Increase page text content
Google has long told webmasters to create content for people not rankings. They will reward the best and most relevant webpages with top positioning. Google’s Danny Sullivan recently spoke out about the myth of there being a minimum word count.
- What the tool is referring to: SEOs have long lived by the motto “content is king.” In general, a more thorough page with lots of great written content will outrank a thin page about the same topic.
- Why the tool is incorrect: The automated tool has no understanding of the topic(s) being discussed and can’t actually assess how much content is required to sufficiently cover it. The developer of that tool is simply assigning pass/fail grade based on their own personal preferences.
- Assessment: Adding content is always a good idea if it will serve a purpose and benefit your readers. Increasing your word count solely to stuff more keywords into a page or meet the threshold of an SEO tool is a waste of time.
Remove noindex tags / stop blocking spiders in robots.txt
Webmasters can place a “noindex” tag on any pages they don’t want Google to visit. Alternatively, a separate “robots.txt” file can be used for the same purpose. Both methods simply instruct Google not to crawl those pages.
- What the tool is referring to: If your entire website had an accidental “noindex” tag applied (which is an easy mistake to make when first launching from a demo server), that would prevent Google from crawling and ranking it.
- Why the tool is incorrect: There are plenty of valid reasons why SEOs may choose to block Google from certain pages. Examples include articles that are only available to logged-in users, special offers that are not yet available, or a “thanks for submitting our contact form” page.
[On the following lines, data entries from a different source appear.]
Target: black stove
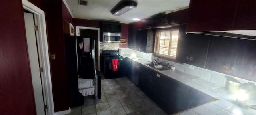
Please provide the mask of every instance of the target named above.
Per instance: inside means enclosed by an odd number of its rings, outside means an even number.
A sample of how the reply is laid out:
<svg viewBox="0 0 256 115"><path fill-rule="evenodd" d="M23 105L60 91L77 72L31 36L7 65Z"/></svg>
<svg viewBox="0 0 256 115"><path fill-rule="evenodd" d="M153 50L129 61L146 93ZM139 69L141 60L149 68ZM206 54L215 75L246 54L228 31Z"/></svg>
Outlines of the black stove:
<svg viewBox="0 0 256 115"><path fill-rule="evenodd" d="M118 64L122 63L124 58L119 55L118 50L102 50L101 53L101 70L106 79L113 79L122 77L118 71L113 71L112 70L112 60L118 59ZM119 66L119 67L120 66Z"/></svg>

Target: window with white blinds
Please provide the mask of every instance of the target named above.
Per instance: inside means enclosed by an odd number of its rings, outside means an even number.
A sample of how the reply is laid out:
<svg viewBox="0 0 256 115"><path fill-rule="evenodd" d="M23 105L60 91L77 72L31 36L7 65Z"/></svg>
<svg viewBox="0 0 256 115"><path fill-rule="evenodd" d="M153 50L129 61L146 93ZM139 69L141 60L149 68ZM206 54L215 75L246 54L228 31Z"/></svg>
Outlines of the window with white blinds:
<svg viewBox="0 0 256 115"><path fill-rule="evenodd" d="M178 35L176 30L156 31L154 53L176 58Z"/></svg>

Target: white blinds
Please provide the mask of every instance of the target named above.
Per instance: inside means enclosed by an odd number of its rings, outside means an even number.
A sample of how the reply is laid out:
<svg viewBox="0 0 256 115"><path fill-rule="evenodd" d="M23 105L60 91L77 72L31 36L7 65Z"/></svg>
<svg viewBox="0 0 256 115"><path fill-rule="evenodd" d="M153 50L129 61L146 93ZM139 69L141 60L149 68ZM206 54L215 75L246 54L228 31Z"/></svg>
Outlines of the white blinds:
<svg viewBox="0 0 256 115"><path fill-rule="evenodd" d="M179 31L157 31L155 41L155 53L176 58Z"/></svg>

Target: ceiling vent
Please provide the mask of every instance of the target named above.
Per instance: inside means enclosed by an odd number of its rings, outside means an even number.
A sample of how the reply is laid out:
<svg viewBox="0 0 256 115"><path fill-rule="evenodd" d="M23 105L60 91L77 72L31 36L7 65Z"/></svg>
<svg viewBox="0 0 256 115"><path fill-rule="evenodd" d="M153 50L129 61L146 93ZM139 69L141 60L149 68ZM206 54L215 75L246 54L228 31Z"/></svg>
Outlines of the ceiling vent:
<svg viewBox="0 0 256 115"><path fill-rule="evenodd" d="M87 1L78 0L78 4L84 6L87 6Z"/></svg>

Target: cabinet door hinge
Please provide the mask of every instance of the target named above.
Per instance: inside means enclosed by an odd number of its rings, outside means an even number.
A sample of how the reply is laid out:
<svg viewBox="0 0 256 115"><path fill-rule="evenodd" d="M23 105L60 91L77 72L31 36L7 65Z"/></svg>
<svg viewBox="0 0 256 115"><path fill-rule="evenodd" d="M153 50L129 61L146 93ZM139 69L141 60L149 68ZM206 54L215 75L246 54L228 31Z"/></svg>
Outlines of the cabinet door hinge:
<svg viewBox="0 0 256 115"><path fill-rule="evenodd" d="M42 67L39 68L39 71L40 72L43 72L43 71L43 71L43 68L42 68Z"/></svg>
<svg viewBox="0 0 256 115"><path fill-rule="evenodd" d="M44 106L44 109L47 109L47 105L45 105Z"/></svg>
<svg viewBox="0 0 256 115"><path fill-rule="evenodd" d="M34 25L34 30L35 31L38 30L38 26L37 25Z"/></svg>

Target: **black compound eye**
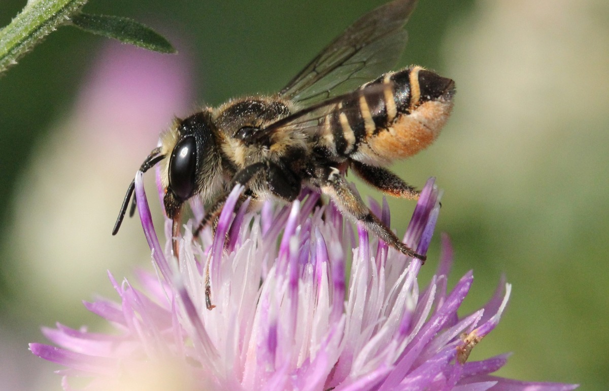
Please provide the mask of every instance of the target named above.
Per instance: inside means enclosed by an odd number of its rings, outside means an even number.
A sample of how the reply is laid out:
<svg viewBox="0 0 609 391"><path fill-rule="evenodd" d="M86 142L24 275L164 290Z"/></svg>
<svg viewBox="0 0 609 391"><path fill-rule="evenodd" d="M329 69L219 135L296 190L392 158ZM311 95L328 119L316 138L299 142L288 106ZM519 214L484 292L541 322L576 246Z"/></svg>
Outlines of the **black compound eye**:
<svg viewBox="0 0 609 391"><path fill-rule="evenodd" d="M169 159L169 188L186 201L192 195L197 172L197 142L189 136L178 142Z"/></svg>

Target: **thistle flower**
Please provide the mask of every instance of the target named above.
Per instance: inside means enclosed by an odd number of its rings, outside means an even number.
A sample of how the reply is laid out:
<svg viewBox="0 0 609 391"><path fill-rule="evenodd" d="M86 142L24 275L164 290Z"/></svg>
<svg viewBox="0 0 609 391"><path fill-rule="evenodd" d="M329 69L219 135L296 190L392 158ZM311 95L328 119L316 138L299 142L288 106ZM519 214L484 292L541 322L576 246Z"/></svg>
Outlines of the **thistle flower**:
<svg viewBox="0 0 609 391"><path fill-rule="evenodd" d="M317 207L319 194L305 193L283 207L267 202L260 213L246 213L246 201L233 213L243 190L238 186L214 235L208 229L193 240L193 223L188 223L177 263L171 256L171 221L166 220L163 249L141 173L135 183L157 273L140 272L141 289L110 275L120 302L85 303L116 333L58 324L43 333L61 347L30 344L35 355L67 367L58 371L66 389L68 378L76 376L93 378L86 389L576 387L491 376L507 355L467 361L497 325L511 286L502 281L484 307L458 316L473 275L448 291L452 257L446 237L437 273L420 290L420 260L388 248L362 227L356 238L331 204ZM419 254L429 247L439 198L430 179L404 238ZM197 221L203 215L200 201L191 207ZM386 203L371 207L389 224ZM206 308L208 283L216 305L211 311Z"/></svg>

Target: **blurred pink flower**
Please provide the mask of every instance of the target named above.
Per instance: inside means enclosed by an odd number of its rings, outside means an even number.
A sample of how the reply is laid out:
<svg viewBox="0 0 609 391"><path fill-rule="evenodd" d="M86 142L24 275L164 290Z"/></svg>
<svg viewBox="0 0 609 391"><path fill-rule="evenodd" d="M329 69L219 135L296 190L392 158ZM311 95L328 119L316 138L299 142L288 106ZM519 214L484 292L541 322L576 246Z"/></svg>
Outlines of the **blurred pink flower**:
<svg viewBox="0 0 609 391"><path fill-rule="evenodd" d="M158 241L138 173L136 196L157 275L141 272L141 290L110 275L120 302L85 303L115 333L58 325L43 332L61 347L30 345L34 354L68 367L59 372L66 389L74 376L92 377L88 389L574 388L490 375L505 355L467 362L497 325L510 286L502 282L483 308L457 316L473 275L448 291L452 259L446 238L438 272L420 292L420 261L370 240L362 229L354 243L331 204L315 208L319 194L305 192L276 209L267 202L260 213L246 213L245 202L233 213L242 190L231 193L215 235L207 229L193 241L193 222L187 224L178 266L171 240L164 251ZM192 207L200 218L200 201ZM386 204L372 207L389 224ZM420 254L427 252L438 212L431 179L405 237ZM171 227L166 220L167 238ZM211 311L205 299L208 268Z"/></svg>

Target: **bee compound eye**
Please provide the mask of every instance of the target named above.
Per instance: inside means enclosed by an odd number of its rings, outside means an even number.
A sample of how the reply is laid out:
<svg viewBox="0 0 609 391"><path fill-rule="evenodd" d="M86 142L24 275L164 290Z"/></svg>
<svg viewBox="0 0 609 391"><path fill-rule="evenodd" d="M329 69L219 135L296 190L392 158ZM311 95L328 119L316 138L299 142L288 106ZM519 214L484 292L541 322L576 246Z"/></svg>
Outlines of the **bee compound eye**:
<svg viewBox="0 0 609 391"><path fill-rule="evenodd" d="M189 136L178 142L169 159L169 188L182 201L192 195L197 171L197 142Z"/></svg>

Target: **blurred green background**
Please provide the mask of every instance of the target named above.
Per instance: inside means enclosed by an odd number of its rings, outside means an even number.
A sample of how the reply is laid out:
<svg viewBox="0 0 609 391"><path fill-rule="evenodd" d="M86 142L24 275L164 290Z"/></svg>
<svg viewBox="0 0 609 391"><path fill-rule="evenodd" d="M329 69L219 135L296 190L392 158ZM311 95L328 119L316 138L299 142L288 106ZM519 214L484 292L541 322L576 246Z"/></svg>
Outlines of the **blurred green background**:
<svg viewBox="0 0 609 391"><path fill-rule="evenodd" d="M25 3L3 1L0 25ZM65 27L0 77L0 374L7 389L59 389L51 373L57 366L29 353L27 343L45 342L40 327L56 321L99 328L80 300L114 297L105 270L121 280L133 277L134 265L150 267L136 220L118 237L110 231L127 185L172 113L278 91L382 3L91 0L85 11L144 22L180 52L137 54L163 57L181 76L164 87L179 102L135 136L121 132L152 114L134 108L113 119L111 110L99 110L97 128L86 130L82 113L94 116L87 91L108 53L142 50ZM513 285L499 327L470 359L512 351L499 375L606 389L609 2L421 0L407 29L401 66L454 79L457 94L436 143L393 169L418 186L436 176L444 189L438 227L455 247L452 283L470 269L476 277L465 310L482 305L502 274ZM403 234L414 203L390 204ZM434 271L438 239L422 285Z"/></svg>

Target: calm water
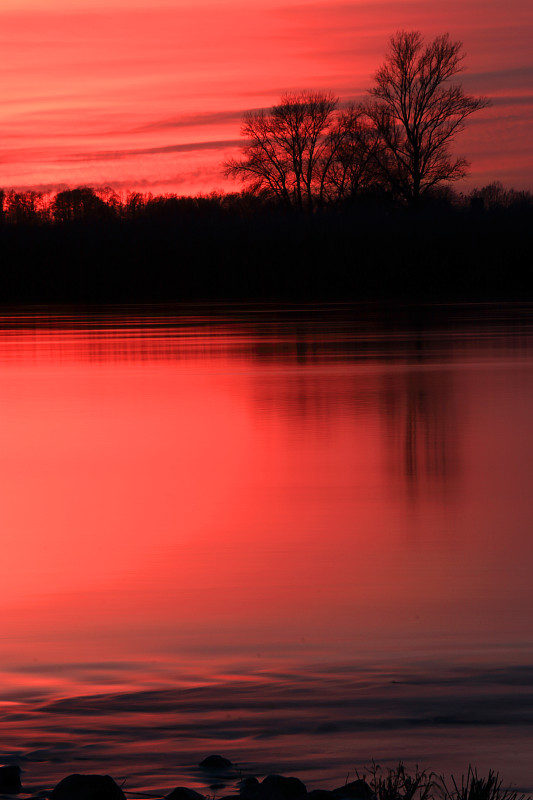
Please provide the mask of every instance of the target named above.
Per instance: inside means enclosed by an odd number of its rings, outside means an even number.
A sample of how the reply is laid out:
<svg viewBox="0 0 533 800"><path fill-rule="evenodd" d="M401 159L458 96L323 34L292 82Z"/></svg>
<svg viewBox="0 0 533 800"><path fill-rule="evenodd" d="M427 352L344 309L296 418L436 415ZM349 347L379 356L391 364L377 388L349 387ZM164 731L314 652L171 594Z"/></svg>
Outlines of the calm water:
<svg viewBox="0 0 533 800"><path fill-rule="evenodd" d="M528 307L0 317L2 759L531 791L532 409Z"/></svg>

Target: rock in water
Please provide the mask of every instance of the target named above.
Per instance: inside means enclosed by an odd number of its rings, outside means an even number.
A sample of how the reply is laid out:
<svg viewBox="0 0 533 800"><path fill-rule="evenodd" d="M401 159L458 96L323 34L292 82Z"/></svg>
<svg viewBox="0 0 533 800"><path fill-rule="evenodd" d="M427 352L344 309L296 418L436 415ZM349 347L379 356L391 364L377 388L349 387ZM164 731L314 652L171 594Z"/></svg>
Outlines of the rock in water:
<svg viewBox="0 0 533 800"><path fill-rule="evenodd" d="M188 789L186 786L176 786L170 794L166 796L167 800L205 800L205 796L200 792L195 792L194 789Z"/></svg>
<svg viewBox="0 0 533 800"><path fill-rule="evenodd" d="M198 766L202 769L220 772L221 770L231 769L233 764L228 758L223 758L222 756L207 756L203 761L200 761Z"/></svg>
<svg viewBox="0 0 533 800"><path fill-rule="evenodd" d="M344 786L339 786L338 789L333 790L333 794L336 795L339 800L341 797L354 798L354 800L371 800L374 796L374 792L368 783L361 778L357 781L347 783Z"/></svg>
<svg viewBox="0 0 533 800"><path fill-rule="evenodd" d="M0 792L17 794L21 791L20 767L0 767Z"/></svg>
<svg viewBox="0 0 533 800"><path fill-rule="evenodd" d="M257 778L243 778L239 781L239 795L243 800L255 800L259 794L259 781Z"/></svg>
<svg viewBox="0 0 533 800"><path fill-rule="evenodd" d="M50 800L126 800L109 775L69 775L59 781Z"/></svg>
<svg viewBox="0 0 533 800"><path fill-rule="evenodd" d="M307 789L299 778L267 775L259 785L260 800L293 800L304 794L307 794Z"/></svg>

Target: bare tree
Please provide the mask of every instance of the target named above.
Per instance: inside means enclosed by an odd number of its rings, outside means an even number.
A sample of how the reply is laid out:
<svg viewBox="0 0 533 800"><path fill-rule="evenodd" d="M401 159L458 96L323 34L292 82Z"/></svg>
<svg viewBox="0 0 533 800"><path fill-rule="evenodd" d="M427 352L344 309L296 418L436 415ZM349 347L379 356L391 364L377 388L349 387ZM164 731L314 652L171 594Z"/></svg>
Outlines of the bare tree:
<svg viewBox="0 0 533 800"><path fill-rule="evenodd" d="M226 175L254 192L312 210L326 191L336 108L332 94L304 91L284 94L267 111L248 112L241 130L243 156L226 162Z"/></svg>
<svg viewBox="0 0 533 800"><path fill-rule="evenodd" d="M362 105L341 112L328 139L329 163L323 174L330 202L353 198L378 182L378 137Z"/></svg>
<svg viewBox="0 0 533 800"><path fill-rule="evenodd" d="M468 162L450 153L467 117L489 105L450 83L461 72L461 42L448 34L425 45L417 31L391 37L385 63L370 89L366 113L377 135L373 157L383 179L412 203L442 181L456 181Z"/></svg>

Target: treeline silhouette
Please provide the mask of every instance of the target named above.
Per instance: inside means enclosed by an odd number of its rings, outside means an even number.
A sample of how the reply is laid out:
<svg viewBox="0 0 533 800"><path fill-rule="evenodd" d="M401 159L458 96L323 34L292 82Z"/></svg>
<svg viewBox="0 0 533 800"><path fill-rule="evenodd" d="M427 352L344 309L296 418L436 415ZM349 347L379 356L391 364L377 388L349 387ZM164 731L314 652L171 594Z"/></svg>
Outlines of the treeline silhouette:
<svg viewBox="0 0 533 800"><path fill-rule="evenodd" d="M379 189L312 214L259 194L0 193L0 303L533 295L533 194Z"/></svg>

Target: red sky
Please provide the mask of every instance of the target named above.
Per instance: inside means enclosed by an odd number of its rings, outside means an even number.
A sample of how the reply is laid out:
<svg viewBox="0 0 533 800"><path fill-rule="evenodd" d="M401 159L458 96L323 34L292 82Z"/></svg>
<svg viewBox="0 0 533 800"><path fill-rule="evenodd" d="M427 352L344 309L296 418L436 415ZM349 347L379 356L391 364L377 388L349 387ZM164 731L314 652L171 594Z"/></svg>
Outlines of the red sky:
<svg viewBox="0 0 533 800"><path fill-rule="evenodd" d="M457 141L466 187L533 188L531 0L1 0L0 186L233 188L245 110L362 97L399 29L463 41L493 100Z"/></svg>

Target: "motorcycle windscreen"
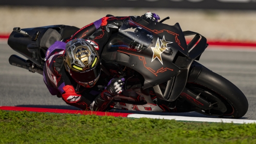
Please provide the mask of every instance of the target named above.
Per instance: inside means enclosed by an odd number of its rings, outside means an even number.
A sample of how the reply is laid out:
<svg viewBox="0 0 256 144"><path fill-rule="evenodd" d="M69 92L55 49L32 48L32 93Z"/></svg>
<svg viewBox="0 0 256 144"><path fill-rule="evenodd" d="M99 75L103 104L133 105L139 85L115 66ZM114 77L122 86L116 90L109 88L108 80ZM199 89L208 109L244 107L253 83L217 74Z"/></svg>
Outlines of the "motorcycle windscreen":
<svg viewBox="0 0 256 144"><path fill-rule="evenodd" d="M139 52L147 49L153 40L153 34L133 22L127 20L118 34L119 48L129 48Z"/></svg>

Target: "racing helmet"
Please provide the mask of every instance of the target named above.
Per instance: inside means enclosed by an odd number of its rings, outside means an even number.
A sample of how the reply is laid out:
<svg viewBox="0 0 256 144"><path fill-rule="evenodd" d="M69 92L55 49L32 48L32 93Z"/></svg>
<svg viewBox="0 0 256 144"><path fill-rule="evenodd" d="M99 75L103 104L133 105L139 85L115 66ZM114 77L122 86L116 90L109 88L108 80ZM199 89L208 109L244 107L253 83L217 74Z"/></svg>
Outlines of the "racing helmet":
<svg viewBox="0 0 256 144"><path fill-rule="evenodd" d="M93 87L99 78L99 56L95 47L84 39L66 43L64 61L65 68L72 78L84 87Z"/></svg>

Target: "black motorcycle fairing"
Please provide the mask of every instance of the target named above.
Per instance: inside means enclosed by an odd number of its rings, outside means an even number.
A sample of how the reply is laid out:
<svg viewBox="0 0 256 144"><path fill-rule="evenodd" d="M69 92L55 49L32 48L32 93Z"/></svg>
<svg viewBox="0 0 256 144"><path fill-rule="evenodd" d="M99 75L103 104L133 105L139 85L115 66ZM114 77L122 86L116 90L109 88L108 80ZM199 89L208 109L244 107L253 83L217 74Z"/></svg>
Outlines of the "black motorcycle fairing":
<svg viewBox="0 0 256 144"><path fill-rule="evenodd" d="M192 31L185 31L183 33L178 23L174 26L155 22L140 24L140 21L144 21L138 20L135 20L134 25L152 32L154 38L151 44L146 49L139 52L131 48L119 47L116 61L118 64L131 68L143 75L144 79L143 89L153 86L157 91L159 84L168 81L168 89L166 89L163 94L157 93L157 96L165 101L174 101L186 86L192 63L205 49L206 39ZM184 36L190 35L196 35L196 36L190 43L188 48ZM189 49L191 49L196 44L200 39L199 37L201 40L189 53ZM155 52L153 49L160 46L160 41L161 43L163 41L169 43L167 44L170 44L168 46L166 44L166 47L170 50L160 54L161 59L158 58L154 59ZM171 80L174 77L175 77L174 82Z"/></svg>
<svg viewBox="0 0 256 144"><path fill-rule="evenodd" d="M44 34L49 29L51 29L48 31L48 32L46 33L48 36L45 37L47 38L43 41L44 42L41 42ZM21 29L20 28L15 29L9 36L8 44L14 50L43 69L45 62L46 50L48 48L47 45L49 45L46 43L49 43L50 44L65 37L70 37L79 29L75 27L65 25L54 25ZM24 34L24 32L26 34ZM57 33L59 33L59 36Z"/></svg>

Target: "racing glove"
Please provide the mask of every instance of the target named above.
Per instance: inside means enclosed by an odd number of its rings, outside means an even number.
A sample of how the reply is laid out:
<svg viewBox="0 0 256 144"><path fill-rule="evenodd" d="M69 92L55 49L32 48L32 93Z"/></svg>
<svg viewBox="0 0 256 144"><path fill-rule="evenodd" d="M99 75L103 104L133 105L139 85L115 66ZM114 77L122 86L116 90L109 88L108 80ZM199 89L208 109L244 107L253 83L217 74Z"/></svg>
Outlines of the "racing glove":
<svg viewBox="0 0 256 144"><path fill-rule="evenodd" d="M125 78L113 78L110 81L106 90L113 97L121 93L123 90Z"/></svg>
<svg viewBox="0 0 256 144"><path fill-rule="evenodd" d="M149 19L156 22L160 19L160 17L157 14L151 13L150 12L147 12L146 14L144 14L144 15L142 15L141 17Z"/></svg>

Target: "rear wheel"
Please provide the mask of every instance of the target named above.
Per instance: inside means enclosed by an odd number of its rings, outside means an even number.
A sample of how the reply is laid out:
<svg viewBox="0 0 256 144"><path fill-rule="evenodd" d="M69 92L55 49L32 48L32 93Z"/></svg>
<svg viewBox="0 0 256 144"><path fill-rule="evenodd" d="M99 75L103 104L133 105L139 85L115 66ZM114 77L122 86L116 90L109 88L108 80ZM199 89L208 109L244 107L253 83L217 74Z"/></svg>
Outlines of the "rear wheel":
<svg viewBox="0 0 256 144"><path fill-rule="evenodd" d="M236 86L221 75L203 67L197 79L188 83L186 87L196 94L200 94L212 105L212 108L198 108L197 112L206 115L240 118L248 109L247 100Z"/></svg>

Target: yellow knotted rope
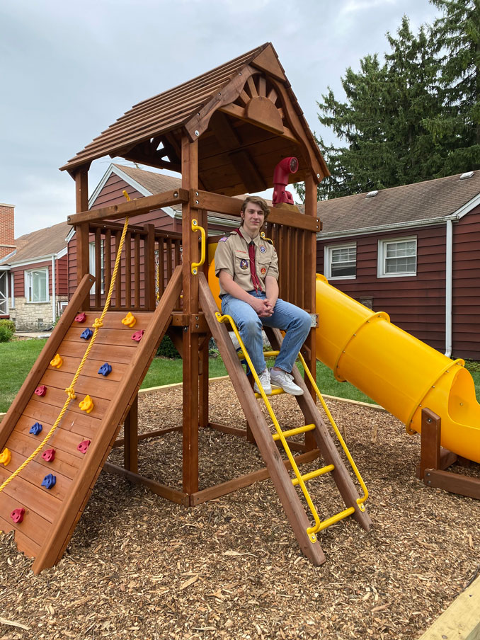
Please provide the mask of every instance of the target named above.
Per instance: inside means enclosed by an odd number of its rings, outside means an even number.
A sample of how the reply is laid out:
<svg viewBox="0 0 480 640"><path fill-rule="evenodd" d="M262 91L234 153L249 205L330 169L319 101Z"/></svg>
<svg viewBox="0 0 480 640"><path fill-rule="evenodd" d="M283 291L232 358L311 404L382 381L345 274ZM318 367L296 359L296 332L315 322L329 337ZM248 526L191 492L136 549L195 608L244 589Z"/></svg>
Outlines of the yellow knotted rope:
<svg viewBox="0 0 480 640"><path fill-rule="evenodd" d="M125 197L127 198L127 200L130 200L130 198L128 198L127 195L125 195ZM43 438L43 440L40 443L40 445L35 450L33 453L32 453L30 456L28 456L28 457L26 459L26 460L25 460L23 462L23 464L21 464L20 467L17 469L16 469L16 471L13 472L13 473L11 474L11 476L10 476L9 477L8 477L6 479L6 480L3 483L3 484L0 485L0 493L1 491L3 491L3 490L7 486L7 484L8 484L10 482L11 482L11 481L13 479L13 478L15 478L16 476L18 476L18 474L23 469L25 469L25 467L27 466L27 464L28 464L29 462L31 462L31 461L33 459L33 458L42 450L42 449L45 447L45 445L47 444L47 442L49 441L49 440L53 435L53 433L55 430L55 429L57 428L57 427L60 423L62 418L65 415L65 412L67 411L67 409L68 408L68 406L70 404L70 401L72 400L74 400L75 398L76 397L75 396L75 392L74 392L75 384L76 383L77 379L79 379L79 376L80 375L80 373L81 372L81 370L84 368L84 365L85 364L85 362L86 361L86 359L88 357L88 354L91 351L91 348L93 346L93 344L95 343L95 340L97 337L97 333L98 333L98 329L103 326L103 319L105 318L105 316L107 312L108 311L108 307L110 306L110 301L112 298L112 295L113 293L113 289L115 287L115 278L117 277L118 267L120 265L120 257L122 256L122 248L123 248L123 244L125 242L125 235L127 234L127 227L128 227L128 218L127 217L127 218L125 218L125 224L123 225L123 231L122 232L122 236L120 238L120 241L118 245L118 251L117 251L117 256L115 259L115 266L113 267L113 273L112 273L112 278L110 282L110 287L108 288L108 294L107 295L107 299L105 301L105 306L103 307L103 311L102 312L102 314L100 316L100 318L96 318L95 321L93 322L93 324L92 325L92 326L95 329L95 331L93 331L93 335L92 336L91 339L88 343L88 346L86 348L86 350L85 351L84 357L81 359L81 362L79 365L79 367L76 370L76 373L74 376L74 378L70 384L70 386L67 387L67 389L65 389L65 393L67 394L67 395L68 396L67 400L65 401L65 404L64 404L64 406L62 408L62 411L59 413L58 418L55 421L55 424L53 425L53 426L52 427L50 430L48 432L48 433Z"/></svg>

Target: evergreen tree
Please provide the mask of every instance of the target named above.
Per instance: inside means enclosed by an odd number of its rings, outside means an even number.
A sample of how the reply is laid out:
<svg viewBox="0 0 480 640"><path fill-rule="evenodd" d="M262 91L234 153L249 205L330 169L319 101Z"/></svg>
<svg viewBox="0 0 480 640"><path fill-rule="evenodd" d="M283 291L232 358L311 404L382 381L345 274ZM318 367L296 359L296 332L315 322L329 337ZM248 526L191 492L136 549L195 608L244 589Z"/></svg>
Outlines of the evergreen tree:
<svg viewBox="0 0 480 640"><path fill-rule="evenodd" d="M347 69L346 102L328 88L318 103L321 124L347 144L327 147L319 140L332 173L319 187L320 199L418 182L442 166L440 141L424 123L441 110L433 43L423 28L414 36L406 17L397 35L387 34L392 52L383 64L376 55L366 56L358 73Z"/></svg>
<svg viewBox="0 0 480 640"><path fill-rule="evenodd" d="M480 168L480 0L430 0L444 15L433 25L444 108L425 126L447 149L439 175Z"/></svg>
- Assessment: Keeping Google from crawling certain pages can be helpful to your rankings and keep them from wasting “crawl budget” on non-SEO pages. Doing so will also prevent users from finding irrelevant pages in Google search results.
Duplicate page titles
It is a best practice to give every page and blog post on your website a unique title. If two pages have the same title, they should be combined because their content is assumed to be redundant.
- What the tool is referring to: Our website has paginated content such as our portfolio or blog. If you’re looking at a filtered view of a page such as the “home services” category of our Portfolio page, that is technically the same page as the unfiltered view.
- Why the tool is incorrect: When a given page can be viewed in multiple ways, Google is perfectly fine with that and just asks that a “canonical” tage be included to help them understand which view is the default. Our pages are all properly canonicalized.
- Assessment: The tool is failing to see the big picture and simply looking at each URL as a separate page and not understanding the technical elements that Google themselves recommend and read as part of crawling a page.
Automated SEO audit tools can be helpful, especially when first launching a website. The better tools are able to find broken code, typos, and missing elements much faster than a human reviewer ever could. However, the strategic suggestions and “red flags” are often based on uniformed criteria and should never be blindly implemented.